Today’s post is written by Alex Parker, a research scientist at the Southwest Research Institute in Boulder, Colorado, working on NASA’s New Horizons mission.
As New Horizons flew by Pluto, it recorded spectacular images of the icy world’s surface using the LORRI and MVIC cameras. It recorded the plasma and dust environments with the PEPSSI, SWAP, and SDC instruments. But one instrument, designed to measure the composition of Pluto and Charon’s surfaces, did something you might not expect: it recorded the first movies from the edge of our solar system.
Recorded with a 256 x 256 pixel camera at under two frames per second, they are not exactly HDTV. However, they are movies. And they are in color. Sort of.
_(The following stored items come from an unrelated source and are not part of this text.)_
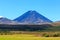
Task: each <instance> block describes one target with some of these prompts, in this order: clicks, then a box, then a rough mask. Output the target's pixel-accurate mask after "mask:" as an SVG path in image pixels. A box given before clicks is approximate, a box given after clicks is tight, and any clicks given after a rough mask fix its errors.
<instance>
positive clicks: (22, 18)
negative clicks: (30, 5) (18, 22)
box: [14, 11, 52, 24]
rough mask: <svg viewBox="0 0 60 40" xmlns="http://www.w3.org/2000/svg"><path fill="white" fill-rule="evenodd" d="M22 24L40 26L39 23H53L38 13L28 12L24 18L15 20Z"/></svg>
mask: <svg viewBox="0 0 60 40" xmlns="http://www.w3.org/2000/svg"><path fill="white" fill-rule="evenodd" d="M14 20H15V21H18V22H20V23H28V24H29V23H30V24H38V23H50V22H52V21H51V20H49V19H48V18H46V17H44V16H43V15H41V14H39V13H38V12H36V11H28V12H26V13H24V14H23V15H22V16H19V17H18V18H16V19H14Z"/></svg>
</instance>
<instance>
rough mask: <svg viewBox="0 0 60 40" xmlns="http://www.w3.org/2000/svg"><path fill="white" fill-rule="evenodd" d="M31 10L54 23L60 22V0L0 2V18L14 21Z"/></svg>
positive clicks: (18, 0) (35, 0) (9, 1)
mask: <svg viewBox="0 0 60 40" xmlns="http://www.w3.org/2000/svg"><path fill="white" fill-rule="evenodd" d="M29 10H36V11H37V12H39V13H40V14H42V15H44V16H45V17H47V18H48V19H50V20H52V21H59V20H60V0H0V16H4V17H7V18H9V19H12V20H13V19H15V18H17V17H19V16H21V15H22V14H24V13H25V12H27V11H29Z"/></svg>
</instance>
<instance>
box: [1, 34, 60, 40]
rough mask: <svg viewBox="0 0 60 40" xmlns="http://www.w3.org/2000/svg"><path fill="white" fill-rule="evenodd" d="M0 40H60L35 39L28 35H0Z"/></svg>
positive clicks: (27, 34) (33, 36) (51, 37)
mask: <svg viewBox="0 0 60 40" xmlns="http://www.w3.org/2000/svg"><path fill="white" fill-rule="evenodd" d="M0 40H60V37H36V36H34V35H29V34H19V35H16V34H15V35H0Z"/></svg>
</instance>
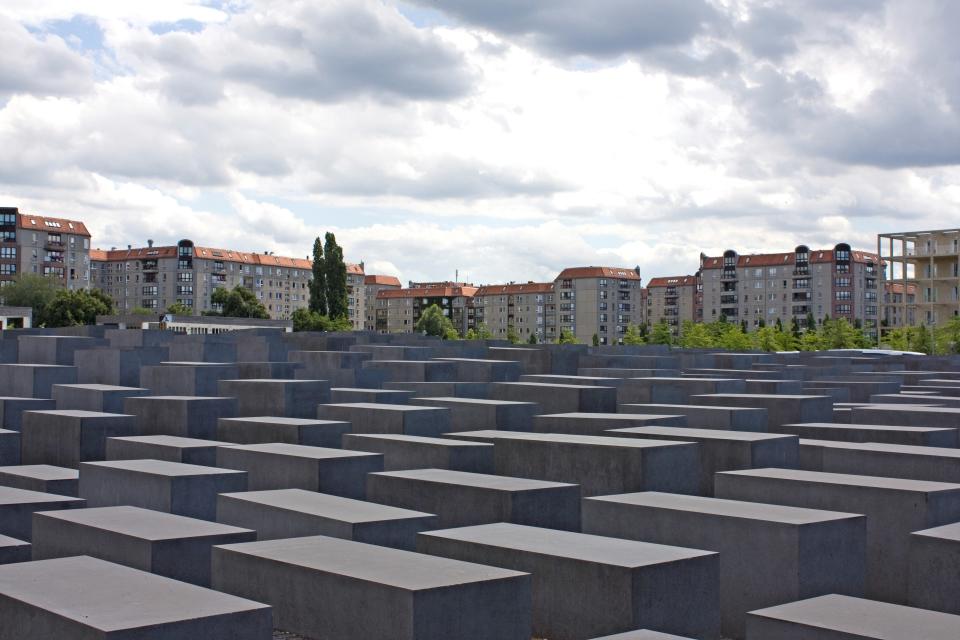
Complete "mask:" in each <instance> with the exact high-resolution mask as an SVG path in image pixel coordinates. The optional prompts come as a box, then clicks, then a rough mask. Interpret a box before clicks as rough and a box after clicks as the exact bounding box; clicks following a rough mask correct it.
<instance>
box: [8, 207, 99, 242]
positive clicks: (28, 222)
mask: <svg viewBox="0 0 960 640" xmlns="http://www.w3.org/2000/svg"><path fill="white" fill-rule="evenodd" d="M17 226H18V227H20V228H21V229H34V230H36V231H46V232H48V233H57V232H58V231H59V232H60V233H72V234H74V235H78V236H86V237H88V238H89V237H90V232H89V231H87V225H85V224H83V223H82V222H79V221H78V220H67V219H66V218H51V217H50V216H35V215H31V214H28V213H20V214H17Z"/></svg>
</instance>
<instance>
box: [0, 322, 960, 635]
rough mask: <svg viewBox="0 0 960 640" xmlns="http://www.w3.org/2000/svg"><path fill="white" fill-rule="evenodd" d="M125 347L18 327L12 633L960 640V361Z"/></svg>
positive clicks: (138, 337) (10, 538) (214, 346)
mask: <svg viewBox="0 0 960 640" xmlns="http://www.w3.org/2000/svg"><path fill="white" fill-rule="evenodd" d="M11 333H12V332H11ZM103 335H104V334H103V332H100V331H91V332H90V334H89V335H86V334H82V333H77V332H73V333H71V334H70V335H58V334H56V333H55V332H54V333H51V332H50V331H46V332H45V333H43V334H39V333H36V332H35V331H33V330H24V331H23V332H19V331H18V332H16V334H15V335H6V334H4V335H3V336H0V340H8V339H11V338H13V339H14V340H17V339H19V341H20V342H19V349H11V350H7V351H3V350H0V358H2V357H3V356H2V354H4V353H8V354H12V355H10V356H9V357H11V358H12V360H0V640H6V639H8V638H9V639H11V640H13V639H16V640H22V639H23V638H26V637H64V638H66V637H70V638H82V639H86V638H128V637H129V638H141V637H142V638H146V637H149V638H160V639H161V640H166V639H168V638H169V639H170V640H173V639H175V638H176V639H180V638H188V637H189V638H201V637H202V638H214V639H219V638H240V639H241V640H247V639H250V640H267V639H269V638H271V637H273V638H275V639H283V640H300V639H301V638H303V639H308V640H328V639H329V640H361V639H362V640H377V639H380V638H383V639H384V640H386V639H388V638H389V639H391V640H393V639H401V640H407V639H409V640H454V639H458V638H462V639H465V640H503V639H506V640H511V639H516V640H529V639H530V638H538V639H547V640H670V639H673V640H683V639H688V640H689V639H703V640H720V639H721V638H723V639H731V640H733V639H736V640H740V639H747V640H787V639H789V640H794V639H798V638H802V639H803V640H836V639H838V638H839V639H843V640H847V639H853V638H857V639H859V638H873V639H876V638H898V639H899V638H903V639H907V638H910V639H913V638H930V639H932V640H940V639H941V638H943V639H945V638H951V640H954V639H956V638H958V637H960V595H958V594H960V449H958V448H957V447H958V443H960V437H958V436H960V432H958V429H960V359H958V358H926V357H921V356H914V355H898V354H865V353H859V352H835V353H829V352H828V353H820V354H799V355H798V354H750V353H723V352H711V351H704V350H697V351H682V350H669V349H665V348H662V347H625V346H620V347H598V348H589V347H585V346H583V345H580V346H577V347H576V348H570V347H565V346H557V345H538V346H525V345H517V346H514V347H509V346H506V345H505V344H504V343H500V342H494V341H491V342H489V343H483V342H471V343H469V344H468V343H462V344H461V343H457V342H442V343H441V342H439V341H436V340H433V339H430V338H425V337H421V336H399V335H390V336H386V335H375V334H370V333H352V334H312V335H308V334H287V335H283V334H279V333H278V334H275V335H264V334H263V333H262V332H253V331H251V332H235V333H233V334H231V335H229V336H228V337H224V336H222V335H221V336H203V335H190V336H187V335H175V334H170V333H163V332H158V331H140V330H137V331H133V330H130V331H127V330H111V331H109V332H107V338H106V339H104V338H103Z"/></svg>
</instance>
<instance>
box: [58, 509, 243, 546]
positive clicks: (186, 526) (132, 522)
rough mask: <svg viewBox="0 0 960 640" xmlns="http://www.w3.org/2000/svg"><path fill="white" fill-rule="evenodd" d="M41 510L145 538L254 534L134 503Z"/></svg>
mask: <svg viewBox="0 0 960 640" xmlns="http://www.w3.org/2000/svg"><path fill="white" fill-rule="evenodd" d="M41 513H42V514H43V515H45V516H47V517H50V518H56V519H58V520H65V521H67V522H73V523H76V524H80V525H84V526H87V527H93V528H95V529H104V530H106V531H113V532H115V533H120V534H123V535H125V536H130V537H133V538H142V539H143V540H176V539H179V538H203V537H208V536H222V535H229V534H235V533H253V531H251V530H250V529H241V528H240V527H232V526H229V525H225V524H220V523H217V522H208V521H206V520H197V519H196V518H187V517H184V516H178V515H174V514H172V513H163V512H161V511H152V510H150V509H141V508H139V507H131V506H119V507H97V508H92V509H68V510H66V511H44V512H41Z"/></svg>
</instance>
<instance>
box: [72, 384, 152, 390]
mask: <svg viewBox="0 0 960 640" xmlns="http://www.w3.org/2000/svg"><path fill="white" fill-rule="evenodd" d="M53 388H54V389H60V388H63V389H85V390H87V391H149V389H144V388H142V387H117V386H114V385H112V384H55V385H53Z"/></svg>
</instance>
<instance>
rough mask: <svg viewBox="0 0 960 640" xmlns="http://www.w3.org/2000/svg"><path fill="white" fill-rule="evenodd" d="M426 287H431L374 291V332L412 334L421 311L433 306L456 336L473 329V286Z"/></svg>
mask: <svg viewBox="0 0 960 640" xmlns="http://www.w3.org/2000/svg"><path fill="white" fill-rule="evenodd" d="M414 284H416V283H414ZM429 284H430V285H431V286H426V287H423V286H421V287H413V288H408V289H393V288H382V289H381V290H380V291H378V292H377V307H376V324H375V330H376V331H379V332H380V333H412V332H413V330H414V327H415V326H416V324H417V321H418V320H419V319H420V315H421V314H422V313H423V311H424V310H426V309H427V308H429V307H430V306H431V305H434V304H435V305H437V306H438V307H440V308H441V309H442V310H443V313H444V315H446V316H447V317H448V318H450V320H451V321H452V322H453V326H454V328H455V329H456V330H457V331H458V332H459V333H460V335H465V334H466V333H467V330H468V329H470V328H471V327H472V326H473V296H474V295H475V294H476V292H477V287H474V286H471V285H467V284H465V283H453V282H448V283H442V282H441V283H429Z"/></svg>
The instrument is LEISA, New Horizons’ infrared imaging spectrometer. It is an extremely clever instrument; it takes 2-D images just like a normal camera, but it takes them through a linearly-varying filter. One side of the camera can only see light of one specific wavelength of infrared light (light that has longer wavelengths than can be seen by our eyes), and each row of pixels can see a subtly different wavelength.
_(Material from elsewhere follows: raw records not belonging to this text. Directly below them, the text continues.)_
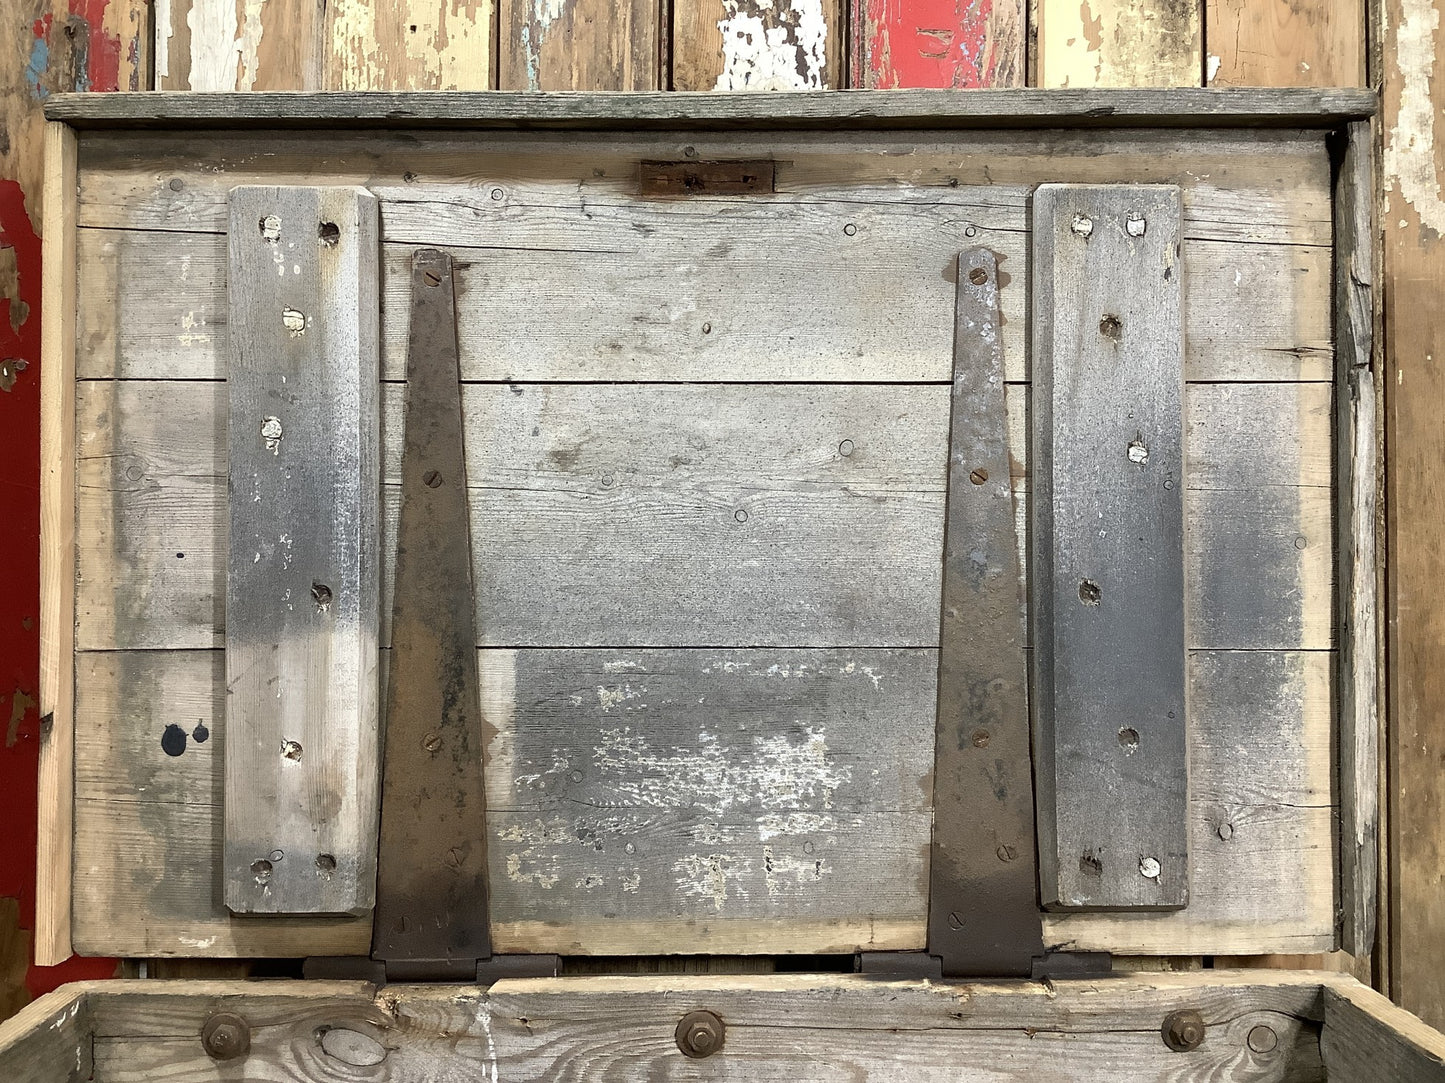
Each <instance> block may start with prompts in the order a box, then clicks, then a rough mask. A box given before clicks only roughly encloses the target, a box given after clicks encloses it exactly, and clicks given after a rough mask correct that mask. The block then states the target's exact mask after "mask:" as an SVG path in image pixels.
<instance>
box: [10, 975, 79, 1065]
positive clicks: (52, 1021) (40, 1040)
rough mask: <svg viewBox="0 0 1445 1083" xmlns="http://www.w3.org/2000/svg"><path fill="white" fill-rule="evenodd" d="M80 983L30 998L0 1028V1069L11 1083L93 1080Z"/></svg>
mask: <svg viewBox="0 0 1445 1083" xmlns="http://www.w3.org/2000/svg"><path fill="white" fill-rule="evenodd" d="M84 989H85V988H84V986H74V985H72V986H66V988H64V989H56V990H55V992H52V993H46V995H45V996H42V998H40V999H38V1001H32V1002H30V1003H29V1005H26V1006H25V1008H22V1009H20V1011H19V1012H17V1014H16V1015H14V1016H13V1018H10V1019H7V1021H6V1022H4V1025H3V1027H0V1069H3V1070H4V1076H6V1079H7V1080H12V1083H61V1080H64V1082H65V1083H84V1082H85V1080H91V1079H94V1077H95V1076H94V1073H95V1058H94V1051H92V1045H91V1027H92V1021H91V1012H90V1005H88V1003H87V999H85V992H84Z"/></svg>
This linear filter allows light with wavelengths as short as 1.25 microns (a micron is one millionth of a meter; human eyes can perceive light with wavelengths as short as 0.39 microns to long as 0.7 microns) to fall on one side of the image sensor, and smoothly changes to allow light with wavelengths as long as 2.5 microns to fall on the far side of image sensor. This wavelength range was selected because many ices and other materials that exist on the surface of Pluto that have spectral features in this wavelength range that can uniquely identify them, like a fingerprint. We use this instrument to map the distribution of these ices and other materials across Pluto and its moons. A second linear filter to one side of the imager is designed to provide a finer measurement of the spectrum in a region of particular interest between wavelengths of 2.1 to 2.25 microns.
The effect is much like looking through a stained glass window designed for infrared eyes. By scanning this image sensor with its linear filter across a scene and quickly recording many images during the scan (like a movie), LEISA builds up a two-dimensional map of the scene in front of the camera with a measurement of the infrared spectrum (the brightness versus wavelength) at every location in the image. It makes this complex measurement with exactly zero moving parts — highly reliable for deep-space operations.
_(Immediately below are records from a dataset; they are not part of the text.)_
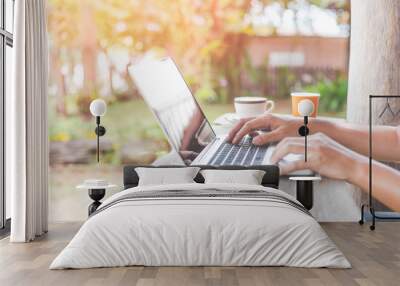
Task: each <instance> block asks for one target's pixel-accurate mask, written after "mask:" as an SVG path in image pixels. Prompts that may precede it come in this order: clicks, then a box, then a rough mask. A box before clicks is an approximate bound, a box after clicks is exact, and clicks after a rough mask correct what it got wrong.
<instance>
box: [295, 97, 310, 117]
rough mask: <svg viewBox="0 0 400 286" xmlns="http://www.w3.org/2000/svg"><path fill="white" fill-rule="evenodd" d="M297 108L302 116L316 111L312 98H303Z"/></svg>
mask: <svg viewBox="0 0 400 286" xmlns="http://www.w3.org/2000/svg"><path fill="white" fill-rule="evenodd" d="M297 108H298V112H299V114H300V115H301V116H311V114H312V113H313V112H314V103H313V102H312V100H310V99H303V100H301V101H300V102H299V105H298V106H297Z"/></svg>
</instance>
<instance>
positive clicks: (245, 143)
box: [208, 136, 268, 166]
mask: <svg viewBox="0 0 400 286" xmlns="http://www.w3.org/2000/svg"><path fill="white" fill-rule="evenodd" d="M251 140H252V138H251V137H250V136H245V137H244V138H243V139H242V141H241V142H240V143H239V144H238V145H234V144H231V143H228V142H224V143H222V144H221V145H220V146H219V148H218V150H217V151H216V152H215V154H214V156H213V157H212V158H211V160H210V161H209V162H208V164H209V165H243V166H248V165H259V164H261V163H262V162H263V160H264V156H265V153H266V152H267V149H268V146H266V145H264V146H256V145H253V144H252V143H251Z"/></svg>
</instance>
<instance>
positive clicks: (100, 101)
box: [90, 99, 107, 162]
mask: <svg viewBox="0 0 400 286" xmlns="http://www.w3.org/2000/svg"><path fill="white" fill-rule="evenodd" d="M106 111H107V104H106V102H105V101H104V100H102V99H95V100H93V101H92V102H91V103H90V113H91V114H92V115H93V116H94V117H95V118H96V129H95V130H94V132H95V133H96V136H97V152H96V153H97V162H99V161H100V137H101V136H104V134H106V129H105V128H104V126H101V125H100V117H102V116H104V114H106Z"/></svg>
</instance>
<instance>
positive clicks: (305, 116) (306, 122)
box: [304, 116, 308, 162]
mask: <svg viewBox="0 0 400 286" xmlns="http://www.w3.org/2000/svg"><path fill="white" fill-rule="evenodd" d="M307 124H308V116H304V127H305V128H304V129H305V135H304V148H305V149H304V161H305V162H307V135H308V127H307Z"/></svg>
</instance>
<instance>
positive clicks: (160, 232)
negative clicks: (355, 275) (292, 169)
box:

The side-effect of collecting this scientifically-important data set, capable of measuring the composition of every location on the surface of Pluto and Charon that is imaged, is that LEISA collected low frame rate infrared color movies of Pluto and Charon as seen by New Horizons during its flyby.
Pluto Through Stained Glass: A Movie from the Edge of the Solar System. This colorful movie drifting across Pluto by was recorded by New Horizons’ LEISA infrared imaging spectrometer during the July 14 closest approach. The movie has been sped up approximately 17 times from its raw frame rate, and the infrared colors that LEISA sees have been translated into visual colors. Credits: NASA/JHUAPL/SwRI/Alex Parker
The animation shown here is one such movie collected by New Horizons during its flyby of Pluto. Each pixel is colored to show the relative wavelength of light that each pixel was allowed to see by LEISA’s linear filter. However, since LEISA sees in infrared light, the colors LEISA can see have been re-mapped for this video onto the human visual spectrum — the rainbow. The video has been sped up from its raw frame rate to show the motion smoothly.
In this animation, Pluto drifts by outside the spacecraft as New Horizons scans LEISA across the surface. As Pluto slides beneath the camera, you can see it nod back and forth from the top of the frame to the bottom — these changes in direction are due to New Horizons thrusters firing during the recording of the movie.
This is what you would have actually seen if you were on board the New Horizons spacecraft on July 14, looking out at Pluto through a stained glass window with infrared eyes.
The composition of Pluto makes itself apparent in the animation. Dark bands top-to-bottom correspond to absorption by specific chemicals on the surface of Pluto; many of the bands visible in this view are due to absorption from solid methane ice. However, as some terrains slide by, you can see that they do not become dark under those bands like other terrains; in these areas, the chemical responsible for that absorption is absent.
The discovery of water ice on Pluto was made using the data in this movie. The discovery of ammonia ice within the informally-named Organa crater was made using data from a similar movie of Charon. The New Horizons composition team is busy analyzing these and other movies taken by the LEISA instrument in order to further understand what the surface of Pluto and Charon are made of and how they might be changing with time.
But please — just take a moment and imagine you were on board our little robotic emissary to the farthest worlds ever explored, watching Pluto come into view through a colorful window on the side of the spacecraft. Sure, it might not be in HD, but I promise that you’ve never seen anything like this before!